Mehmet Akif, Milli Mücadele'nin başlangıcında, İstanbul'da bir kısım çevrelerin, vatanın kurtuluşu için İngiliz veya Amerikan mandasından medet ummasından büyük rahatsızlık duyuyordu.
Ankara'da Büyük Millet Meclisi açılışının ardından Ankara'ya davet edilir. Oğlu Emin Beyle birlikte, Ankara'ya gitmek üzere yola çıkar. Zorlu bir yolculuğun ardından 24 Nisan 1920 tarihinde Ankara'ya ulaşırlar.
Mehmet Akif, Ankara'ya gelişinin ardından, Burdur'da istifa eden bir milletvekilin yerine, Mustafa Kemal Paşa'nın isteği ile 5 Haziran 1920 tarihinde milletvekili seçilir.

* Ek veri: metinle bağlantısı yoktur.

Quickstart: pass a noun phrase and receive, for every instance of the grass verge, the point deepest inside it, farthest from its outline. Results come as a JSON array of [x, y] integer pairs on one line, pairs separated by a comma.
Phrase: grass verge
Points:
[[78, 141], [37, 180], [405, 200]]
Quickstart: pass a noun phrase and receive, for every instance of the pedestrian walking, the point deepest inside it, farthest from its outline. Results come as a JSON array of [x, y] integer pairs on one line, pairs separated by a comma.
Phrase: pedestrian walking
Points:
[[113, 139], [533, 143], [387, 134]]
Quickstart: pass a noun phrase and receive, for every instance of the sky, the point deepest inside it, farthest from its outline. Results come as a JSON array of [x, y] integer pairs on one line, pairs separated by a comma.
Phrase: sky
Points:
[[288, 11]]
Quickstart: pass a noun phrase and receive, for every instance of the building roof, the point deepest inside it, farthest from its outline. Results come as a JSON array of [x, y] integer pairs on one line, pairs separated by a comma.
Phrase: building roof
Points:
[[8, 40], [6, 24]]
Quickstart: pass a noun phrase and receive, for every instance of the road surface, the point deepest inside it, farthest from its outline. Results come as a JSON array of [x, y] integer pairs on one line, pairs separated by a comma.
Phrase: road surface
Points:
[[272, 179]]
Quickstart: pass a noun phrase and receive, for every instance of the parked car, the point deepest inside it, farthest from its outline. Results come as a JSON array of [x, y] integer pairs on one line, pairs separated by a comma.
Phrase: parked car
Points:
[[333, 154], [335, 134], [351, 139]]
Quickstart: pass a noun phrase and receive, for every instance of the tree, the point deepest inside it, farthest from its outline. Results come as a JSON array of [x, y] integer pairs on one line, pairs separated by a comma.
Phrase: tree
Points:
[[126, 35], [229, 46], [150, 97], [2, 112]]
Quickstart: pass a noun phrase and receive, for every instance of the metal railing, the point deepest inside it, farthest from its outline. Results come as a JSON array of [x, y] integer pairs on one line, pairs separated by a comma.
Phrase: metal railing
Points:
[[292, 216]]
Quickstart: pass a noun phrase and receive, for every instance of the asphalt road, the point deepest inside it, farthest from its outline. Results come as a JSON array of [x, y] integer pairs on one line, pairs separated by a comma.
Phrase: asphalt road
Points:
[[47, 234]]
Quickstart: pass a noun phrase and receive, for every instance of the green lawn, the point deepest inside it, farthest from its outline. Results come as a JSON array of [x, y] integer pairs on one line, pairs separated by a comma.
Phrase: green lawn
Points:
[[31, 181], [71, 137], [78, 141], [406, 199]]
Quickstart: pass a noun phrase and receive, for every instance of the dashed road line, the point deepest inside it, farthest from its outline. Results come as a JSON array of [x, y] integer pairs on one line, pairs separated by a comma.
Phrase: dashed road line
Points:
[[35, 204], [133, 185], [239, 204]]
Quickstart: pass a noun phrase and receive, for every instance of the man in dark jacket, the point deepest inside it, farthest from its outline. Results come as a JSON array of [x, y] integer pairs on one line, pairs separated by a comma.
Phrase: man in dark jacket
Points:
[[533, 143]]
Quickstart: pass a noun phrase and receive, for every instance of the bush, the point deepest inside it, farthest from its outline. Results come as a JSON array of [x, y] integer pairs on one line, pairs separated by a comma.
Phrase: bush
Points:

İstiklal Marşı için yarışmanın açıldığı günlerde Mehmet Akif görevli olarak Kastamonu'da çalışmaktadır. İstiklal Marşı için bir yarışma ve ödül olması fikrinden hoşlanmayan şair, müsabakaya katılmak istemez. Mehmet Akif'in yarışmaya neden katılmak istemediğini, dostu Karesi Milletvekili Hasan Basri Bey şöyle anlatır:
- “İstiklal Marşı'nın İstiklal mücadelesinin içinde Büyük Millet Meclisi'nde görev yapan Mehmet Akif tarafından yazılmasını kendisine söylediğimizde zaman o 'ben ne müsabakaya girerim ne de caize alırım!' demişti. Ben ricalarımı tekrar ettikçe o da aynı sözü söylemiş ve 'bırak yazsınlar. Ben bu yaştan sonra yarışa mı gireceğim ayıp değil mi?' demişti. Bir gün Hamdullah Suphi Bey beni mecliste gördü ve dedi ki 'şimdiye kadar 500'den fazla marş geldi. Ben hiç birisini beğenmedim üstadı ikna edemez misin?' ben Akif Bey müsabaka şeklini ve ikramiyeyi kabul etmiyor; eğer buna bir çare ve bir şekil bulursanız yazdırmaya çalışırım. Düşündü dedi ki 'ben kendisine bir tezkire yazayım. Arzusuna tabi olacağımızı bildireyim. Fakat tezkireyi siz kendisine veriniz.' Ben de uygun gördüm. Yarım saat sonra getirip tezkireyi bana verdi.”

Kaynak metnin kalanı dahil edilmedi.